When photographs appeared of Kim Jong Chol at the Clapton concert in Singapore in 2011, PJ Crowley, the US State Department spokesman, posted on twitter “”KimJong Il’s son attended an #EricClapton concert in Singapore? Actually, the #DearLeader himself would benefit from getting out more often,” and posted another tweet that said “Of course, there is nothing preventing #KimJongIl from opening up #NorthKorea so his people could enjoy #Clapton, and maybe get more to eat.”
In 2008 the Japanese Modern Weekly published a photo album of Kim Jong Chol at the Swiss school, captioned “Chol Park” and his nationality as “North Korean.”
Also in 2008, Zeng Cheng Zhang, the head of the research department head of Shizong Institute of South-North Relations said : “Kim Jong Chol and a North Korean student named Won Gang Chol attended school together. He is Kim Jong Chol’s friend, secretary, and bodyguard. He was sent by Pyongyang to be among the security guards.”
According to a 2009 report in a French language Swiss magazine, L’hebdo, the son fo the Korean dictator “while attending the Swiss International School of Berne used the alias “Pak Chol”. There was also a classmate who was responsible as his bodyguard named ”Won Gang Chol”.
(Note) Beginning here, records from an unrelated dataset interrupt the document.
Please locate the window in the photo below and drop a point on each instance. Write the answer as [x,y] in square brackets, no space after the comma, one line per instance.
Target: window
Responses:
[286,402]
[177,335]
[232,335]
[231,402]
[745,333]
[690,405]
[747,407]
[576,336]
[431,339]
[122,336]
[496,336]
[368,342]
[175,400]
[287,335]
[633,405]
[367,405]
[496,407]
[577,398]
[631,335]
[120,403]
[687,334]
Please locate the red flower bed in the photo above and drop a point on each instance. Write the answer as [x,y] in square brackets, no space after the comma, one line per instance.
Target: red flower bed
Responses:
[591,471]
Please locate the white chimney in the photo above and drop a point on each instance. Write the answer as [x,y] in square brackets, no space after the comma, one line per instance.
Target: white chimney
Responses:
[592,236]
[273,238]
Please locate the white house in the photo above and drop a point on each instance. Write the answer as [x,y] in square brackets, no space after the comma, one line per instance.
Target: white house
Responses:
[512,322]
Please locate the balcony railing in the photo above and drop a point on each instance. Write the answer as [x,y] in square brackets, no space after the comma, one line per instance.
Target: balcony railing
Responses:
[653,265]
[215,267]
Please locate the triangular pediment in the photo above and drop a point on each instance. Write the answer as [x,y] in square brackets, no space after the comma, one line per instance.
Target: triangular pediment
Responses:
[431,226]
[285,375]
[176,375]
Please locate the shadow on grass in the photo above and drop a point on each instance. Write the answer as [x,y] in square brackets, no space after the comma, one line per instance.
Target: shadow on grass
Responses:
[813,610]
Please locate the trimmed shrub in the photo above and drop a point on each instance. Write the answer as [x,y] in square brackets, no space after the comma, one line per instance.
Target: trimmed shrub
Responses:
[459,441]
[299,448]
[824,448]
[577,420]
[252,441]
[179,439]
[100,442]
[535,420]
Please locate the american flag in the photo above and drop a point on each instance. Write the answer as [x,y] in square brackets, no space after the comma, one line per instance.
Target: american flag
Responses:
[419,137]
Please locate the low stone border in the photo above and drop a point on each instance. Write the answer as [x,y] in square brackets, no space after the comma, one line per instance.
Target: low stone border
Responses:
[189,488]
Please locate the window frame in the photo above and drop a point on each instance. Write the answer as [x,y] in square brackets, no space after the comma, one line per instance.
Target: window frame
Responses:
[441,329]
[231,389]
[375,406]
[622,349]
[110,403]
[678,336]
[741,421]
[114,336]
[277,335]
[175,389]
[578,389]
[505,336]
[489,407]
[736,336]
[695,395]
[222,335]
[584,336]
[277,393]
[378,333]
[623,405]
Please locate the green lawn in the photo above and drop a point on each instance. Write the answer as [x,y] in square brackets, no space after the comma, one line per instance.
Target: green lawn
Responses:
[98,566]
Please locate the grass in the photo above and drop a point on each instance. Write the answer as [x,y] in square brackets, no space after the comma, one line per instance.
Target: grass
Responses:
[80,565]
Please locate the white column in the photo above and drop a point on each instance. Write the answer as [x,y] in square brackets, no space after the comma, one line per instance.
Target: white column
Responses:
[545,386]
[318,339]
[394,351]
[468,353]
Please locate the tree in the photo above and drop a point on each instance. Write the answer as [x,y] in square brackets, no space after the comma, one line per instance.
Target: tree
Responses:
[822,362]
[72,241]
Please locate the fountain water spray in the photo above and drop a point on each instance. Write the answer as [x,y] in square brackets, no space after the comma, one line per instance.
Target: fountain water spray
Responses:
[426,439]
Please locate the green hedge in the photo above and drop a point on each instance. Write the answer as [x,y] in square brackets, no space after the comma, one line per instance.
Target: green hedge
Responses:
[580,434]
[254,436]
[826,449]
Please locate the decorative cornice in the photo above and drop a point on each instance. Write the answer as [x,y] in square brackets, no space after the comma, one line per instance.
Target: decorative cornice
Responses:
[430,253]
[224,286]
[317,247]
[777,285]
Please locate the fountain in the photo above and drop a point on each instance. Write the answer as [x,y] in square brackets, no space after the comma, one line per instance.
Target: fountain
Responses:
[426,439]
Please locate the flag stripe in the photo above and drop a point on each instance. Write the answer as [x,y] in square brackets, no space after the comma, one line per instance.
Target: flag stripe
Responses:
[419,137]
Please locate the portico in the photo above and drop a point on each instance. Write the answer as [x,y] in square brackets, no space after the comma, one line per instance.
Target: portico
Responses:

In fact, the L’hebdo report wrongly mistook the alias used by Kim Jong Chol—“Pak Chol”—applying it to Kim Jong-un, who used the alias “Pak Un”. On March 23, 2009 Zeng Cheng Zhang told the Daily NK that “while Kim Jong Chol was at Berne his parental figure was Ko Young-hee’s brother-in-law named Pak. Hence he used ‘Pak’ as a surname, then added his own name ‘Chol’, thus becoming ‘Pak Chol’.” Zeng added: This report from L’hebdo mixed up Kim Jong Chol and Kim Jong-un.” Ko Young-hee, who died in 2004, was the 4th wife of Kim Jong-il and the mother of both Kim Jong-un and Kim Jong Chol.
The report said a Physical Education teacher at the Bern school said “Pak Chol”, or Kim Jong Chol, “participated in basketball, swimming and other extracurricular activities. Although he had an introvert personality, he was very strong and aggressive in organized group activities.”
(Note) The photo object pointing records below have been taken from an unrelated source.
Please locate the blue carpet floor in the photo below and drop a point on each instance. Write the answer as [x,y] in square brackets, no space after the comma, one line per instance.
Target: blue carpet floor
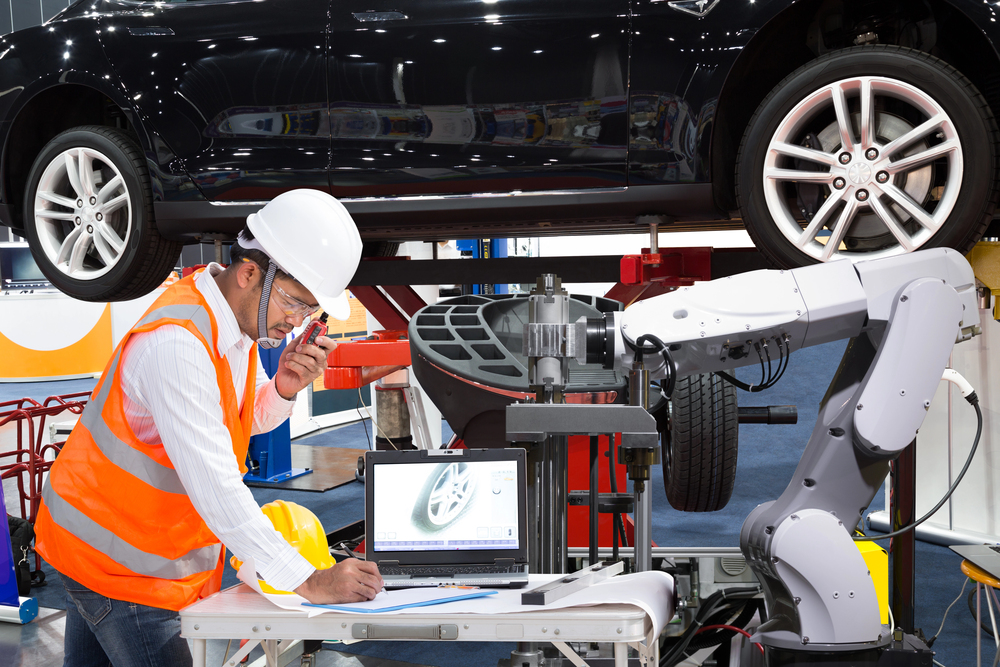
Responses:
[768,457]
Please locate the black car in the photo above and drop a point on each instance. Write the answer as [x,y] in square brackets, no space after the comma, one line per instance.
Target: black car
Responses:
[830,128]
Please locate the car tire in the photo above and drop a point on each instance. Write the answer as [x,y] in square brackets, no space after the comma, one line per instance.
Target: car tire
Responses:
[88,217]
[700,446]
[447,494]
[379,248]
[795,206]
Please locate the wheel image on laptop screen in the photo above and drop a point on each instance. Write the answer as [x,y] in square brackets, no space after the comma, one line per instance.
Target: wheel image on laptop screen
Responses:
[446,495]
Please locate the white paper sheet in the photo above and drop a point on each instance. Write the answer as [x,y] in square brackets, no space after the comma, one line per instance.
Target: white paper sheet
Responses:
[653,592]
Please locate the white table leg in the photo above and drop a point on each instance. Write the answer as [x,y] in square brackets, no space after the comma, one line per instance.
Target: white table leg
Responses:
[570,654]
[621,654]
[199,648]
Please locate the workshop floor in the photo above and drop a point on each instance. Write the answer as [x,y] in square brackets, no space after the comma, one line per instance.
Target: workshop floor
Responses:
[768,457]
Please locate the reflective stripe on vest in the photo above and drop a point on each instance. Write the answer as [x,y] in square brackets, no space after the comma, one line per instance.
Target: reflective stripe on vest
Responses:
[127,458]
[123,553]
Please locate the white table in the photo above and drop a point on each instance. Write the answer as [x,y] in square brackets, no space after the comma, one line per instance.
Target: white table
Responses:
[240,612]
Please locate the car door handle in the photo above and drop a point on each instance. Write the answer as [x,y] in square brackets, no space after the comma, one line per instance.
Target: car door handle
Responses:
[372,15]
[150,31]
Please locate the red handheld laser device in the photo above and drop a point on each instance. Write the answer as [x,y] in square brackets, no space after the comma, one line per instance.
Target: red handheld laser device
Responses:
[315,329]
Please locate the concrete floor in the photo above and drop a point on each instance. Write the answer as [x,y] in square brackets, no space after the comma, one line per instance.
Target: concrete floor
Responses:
[40,644]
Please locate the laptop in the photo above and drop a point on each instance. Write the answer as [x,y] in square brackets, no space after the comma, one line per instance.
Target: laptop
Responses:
[986,556]
[447,516]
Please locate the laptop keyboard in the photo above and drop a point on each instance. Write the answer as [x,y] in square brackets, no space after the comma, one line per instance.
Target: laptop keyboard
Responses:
[424,571]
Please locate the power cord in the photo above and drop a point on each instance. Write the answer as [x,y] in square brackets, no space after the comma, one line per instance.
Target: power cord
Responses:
[969,395]
[362,418]
[930,642]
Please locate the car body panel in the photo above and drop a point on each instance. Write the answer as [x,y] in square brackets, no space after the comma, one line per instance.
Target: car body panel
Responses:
[608,108]
[239,107]
[461,96]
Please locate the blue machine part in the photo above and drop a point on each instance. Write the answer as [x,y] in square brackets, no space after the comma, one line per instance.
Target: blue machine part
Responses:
[486,249]
[8,578]
[273,450]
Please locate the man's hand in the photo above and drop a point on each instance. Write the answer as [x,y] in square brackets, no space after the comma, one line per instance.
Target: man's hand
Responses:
[300,365]
[350,580]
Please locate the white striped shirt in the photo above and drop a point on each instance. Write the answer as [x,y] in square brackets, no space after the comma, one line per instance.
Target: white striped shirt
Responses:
[172,397]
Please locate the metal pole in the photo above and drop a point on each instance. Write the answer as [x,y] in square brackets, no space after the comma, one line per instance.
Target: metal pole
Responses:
[904,478]
[560,501]
[594,470]
[639,395]
[536,545]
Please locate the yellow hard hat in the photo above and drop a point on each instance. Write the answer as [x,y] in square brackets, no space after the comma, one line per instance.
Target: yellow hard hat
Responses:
[302,530]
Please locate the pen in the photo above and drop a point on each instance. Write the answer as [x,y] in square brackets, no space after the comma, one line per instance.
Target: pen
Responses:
[351,554]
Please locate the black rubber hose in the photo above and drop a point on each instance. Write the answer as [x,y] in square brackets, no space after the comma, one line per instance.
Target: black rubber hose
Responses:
[708,609]
[721,636]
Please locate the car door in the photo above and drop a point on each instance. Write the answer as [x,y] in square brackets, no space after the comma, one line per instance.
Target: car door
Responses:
[454,96]
[236,89]
[681,53]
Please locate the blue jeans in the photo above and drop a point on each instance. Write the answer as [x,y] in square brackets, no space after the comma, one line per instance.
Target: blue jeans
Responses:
[102,631]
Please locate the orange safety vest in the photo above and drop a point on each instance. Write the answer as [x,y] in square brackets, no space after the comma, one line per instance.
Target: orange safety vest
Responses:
[114,515]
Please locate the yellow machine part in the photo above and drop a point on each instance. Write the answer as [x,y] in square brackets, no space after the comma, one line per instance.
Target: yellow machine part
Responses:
[878,564]
[300,528]
[985,260]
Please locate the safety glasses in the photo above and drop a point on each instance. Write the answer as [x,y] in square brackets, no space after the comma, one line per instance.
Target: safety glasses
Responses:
[289,305]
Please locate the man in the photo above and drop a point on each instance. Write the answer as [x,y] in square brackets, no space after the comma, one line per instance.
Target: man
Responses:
[150,480]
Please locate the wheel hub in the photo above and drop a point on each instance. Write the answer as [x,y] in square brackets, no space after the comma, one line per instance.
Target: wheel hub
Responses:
[859,173]
[864,165]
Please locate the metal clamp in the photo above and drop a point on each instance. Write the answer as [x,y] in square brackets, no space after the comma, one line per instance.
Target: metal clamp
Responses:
[386,631]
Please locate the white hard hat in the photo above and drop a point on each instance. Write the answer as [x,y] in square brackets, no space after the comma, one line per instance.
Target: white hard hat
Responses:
[311,237]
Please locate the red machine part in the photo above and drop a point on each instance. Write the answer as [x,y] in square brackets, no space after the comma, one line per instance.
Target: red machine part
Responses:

The other North Korean student who was constantly at Kim Jong Chol’s side, was “Gang Chol.” While the Swiss magazine quoted the teacher saying “Gang Chol’s physique was robust and he was a man of few words. He often played basketball with (Kim Jong Chol). Gang Chol and (Kim Jong Chol) were in the same class, although Gang Chol was a little older in age”.
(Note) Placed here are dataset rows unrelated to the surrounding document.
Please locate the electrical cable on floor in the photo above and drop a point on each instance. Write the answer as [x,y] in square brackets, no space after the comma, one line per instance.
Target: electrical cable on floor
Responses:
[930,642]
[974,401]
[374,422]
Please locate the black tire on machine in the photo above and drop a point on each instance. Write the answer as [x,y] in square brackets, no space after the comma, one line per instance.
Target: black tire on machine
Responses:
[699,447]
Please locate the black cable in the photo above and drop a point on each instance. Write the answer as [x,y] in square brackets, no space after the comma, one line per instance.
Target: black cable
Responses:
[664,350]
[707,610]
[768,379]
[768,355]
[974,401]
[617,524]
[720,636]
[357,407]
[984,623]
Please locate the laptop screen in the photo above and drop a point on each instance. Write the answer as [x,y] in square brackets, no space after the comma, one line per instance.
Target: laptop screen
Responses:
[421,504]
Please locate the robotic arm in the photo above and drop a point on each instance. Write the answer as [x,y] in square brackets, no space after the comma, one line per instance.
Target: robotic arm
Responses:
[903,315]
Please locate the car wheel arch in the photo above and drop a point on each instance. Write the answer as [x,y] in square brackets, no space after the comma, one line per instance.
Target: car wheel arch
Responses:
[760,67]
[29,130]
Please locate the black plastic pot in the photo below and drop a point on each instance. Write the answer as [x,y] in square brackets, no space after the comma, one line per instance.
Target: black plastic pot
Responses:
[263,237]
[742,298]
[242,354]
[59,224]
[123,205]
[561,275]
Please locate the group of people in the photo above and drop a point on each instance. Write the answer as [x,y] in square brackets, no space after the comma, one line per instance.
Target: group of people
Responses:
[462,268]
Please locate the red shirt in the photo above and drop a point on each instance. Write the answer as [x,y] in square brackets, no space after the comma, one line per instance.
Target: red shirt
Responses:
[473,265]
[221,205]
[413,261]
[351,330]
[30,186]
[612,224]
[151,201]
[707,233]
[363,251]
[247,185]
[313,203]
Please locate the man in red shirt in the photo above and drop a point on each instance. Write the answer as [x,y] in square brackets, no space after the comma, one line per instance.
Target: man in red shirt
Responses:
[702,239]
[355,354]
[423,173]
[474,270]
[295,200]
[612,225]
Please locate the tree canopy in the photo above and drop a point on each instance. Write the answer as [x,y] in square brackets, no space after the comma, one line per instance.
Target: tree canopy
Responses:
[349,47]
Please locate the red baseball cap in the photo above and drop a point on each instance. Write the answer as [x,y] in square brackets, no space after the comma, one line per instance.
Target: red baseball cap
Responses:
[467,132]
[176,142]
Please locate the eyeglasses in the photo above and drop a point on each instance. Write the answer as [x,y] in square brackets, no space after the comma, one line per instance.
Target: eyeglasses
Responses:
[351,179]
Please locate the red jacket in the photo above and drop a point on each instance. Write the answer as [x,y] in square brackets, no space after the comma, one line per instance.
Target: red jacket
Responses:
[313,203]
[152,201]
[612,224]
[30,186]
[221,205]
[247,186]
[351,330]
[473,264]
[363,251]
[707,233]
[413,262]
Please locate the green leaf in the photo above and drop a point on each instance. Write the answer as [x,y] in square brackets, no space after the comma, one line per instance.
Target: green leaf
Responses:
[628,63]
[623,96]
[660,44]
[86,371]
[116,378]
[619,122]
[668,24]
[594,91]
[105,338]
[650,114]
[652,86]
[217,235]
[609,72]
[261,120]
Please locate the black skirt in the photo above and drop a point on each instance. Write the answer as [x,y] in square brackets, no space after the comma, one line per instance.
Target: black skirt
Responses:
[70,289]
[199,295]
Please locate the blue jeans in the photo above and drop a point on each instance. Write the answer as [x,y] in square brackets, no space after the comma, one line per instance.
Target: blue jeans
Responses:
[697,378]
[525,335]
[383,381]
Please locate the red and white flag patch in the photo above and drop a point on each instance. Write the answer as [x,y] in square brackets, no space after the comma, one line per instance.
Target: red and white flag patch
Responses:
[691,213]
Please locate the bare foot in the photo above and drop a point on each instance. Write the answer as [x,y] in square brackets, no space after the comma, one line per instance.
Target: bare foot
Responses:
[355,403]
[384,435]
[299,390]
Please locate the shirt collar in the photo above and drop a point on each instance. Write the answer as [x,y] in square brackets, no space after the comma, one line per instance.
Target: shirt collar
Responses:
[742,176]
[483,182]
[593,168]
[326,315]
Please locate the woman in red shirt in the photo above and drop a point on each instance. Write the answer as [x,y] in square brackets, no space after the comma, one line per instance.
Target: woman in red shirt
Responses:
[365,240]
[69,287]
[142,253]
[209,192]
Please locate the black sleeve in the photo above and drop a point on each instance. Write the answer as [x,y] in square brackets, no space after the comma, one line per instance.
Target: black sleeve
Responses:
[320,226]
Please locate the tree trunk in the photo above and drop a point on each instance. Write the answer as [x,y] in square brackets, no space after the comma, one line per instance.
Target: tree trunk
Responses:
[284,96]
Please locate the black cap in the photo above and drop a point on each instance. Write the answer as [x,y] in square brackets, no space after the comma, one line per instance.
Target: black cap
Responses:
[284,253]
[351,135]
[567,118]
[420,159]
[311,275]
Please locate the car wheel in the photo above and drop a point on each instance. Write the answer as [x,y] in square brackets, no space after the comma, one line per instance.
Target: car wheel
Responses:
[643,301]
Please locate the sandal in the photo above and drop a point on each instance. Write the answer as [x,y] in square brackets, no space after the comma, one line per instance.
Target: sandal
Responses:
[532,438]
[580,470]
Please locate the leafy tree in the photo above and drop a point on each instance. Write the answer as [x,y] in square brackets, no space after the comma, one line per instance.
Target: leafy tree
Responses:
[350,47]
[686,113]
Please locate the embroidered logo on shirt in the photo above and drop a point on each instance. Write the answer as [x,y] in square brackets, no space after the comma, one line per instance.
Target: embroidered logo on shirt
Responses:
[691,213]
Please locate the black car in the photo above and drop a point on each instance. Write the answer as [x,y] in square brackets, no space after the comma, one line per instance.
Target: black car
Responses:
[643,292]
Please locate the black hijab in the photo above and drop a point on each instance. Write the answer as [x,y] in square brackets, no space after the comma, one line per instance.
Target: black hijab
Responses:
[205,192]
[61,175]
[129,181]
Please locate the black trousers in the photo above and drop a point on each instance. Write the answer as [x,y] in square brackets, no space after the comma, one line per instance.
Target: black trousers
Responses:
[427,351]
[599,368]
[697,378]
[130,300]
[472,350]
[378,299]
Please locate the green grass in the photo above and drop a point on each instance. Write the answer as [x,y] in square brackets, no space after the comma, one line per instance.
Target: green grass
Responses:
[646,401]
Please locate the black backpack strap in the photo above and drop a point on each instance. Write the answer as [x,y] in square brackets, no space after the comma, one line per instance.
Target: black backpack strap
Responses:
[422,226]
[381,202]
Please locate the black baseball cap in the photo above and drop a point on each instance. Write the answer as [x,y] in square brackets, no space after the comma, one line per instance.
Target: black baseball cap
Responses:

Zhang said “Berne International School gives instruction primarily in English. Kim Jong-un’s English quickly kept pace and he also studied German and French. Many people confirm Kim Jong-un actively participated in the school’s group tours.” And Kim Jong Chol’s principal at Berne was quoted as saying “Kim Jong Chol’s English strength was not bad all through his schooling. Since instruction is in English, studying should be difficult but he could complete his homework.”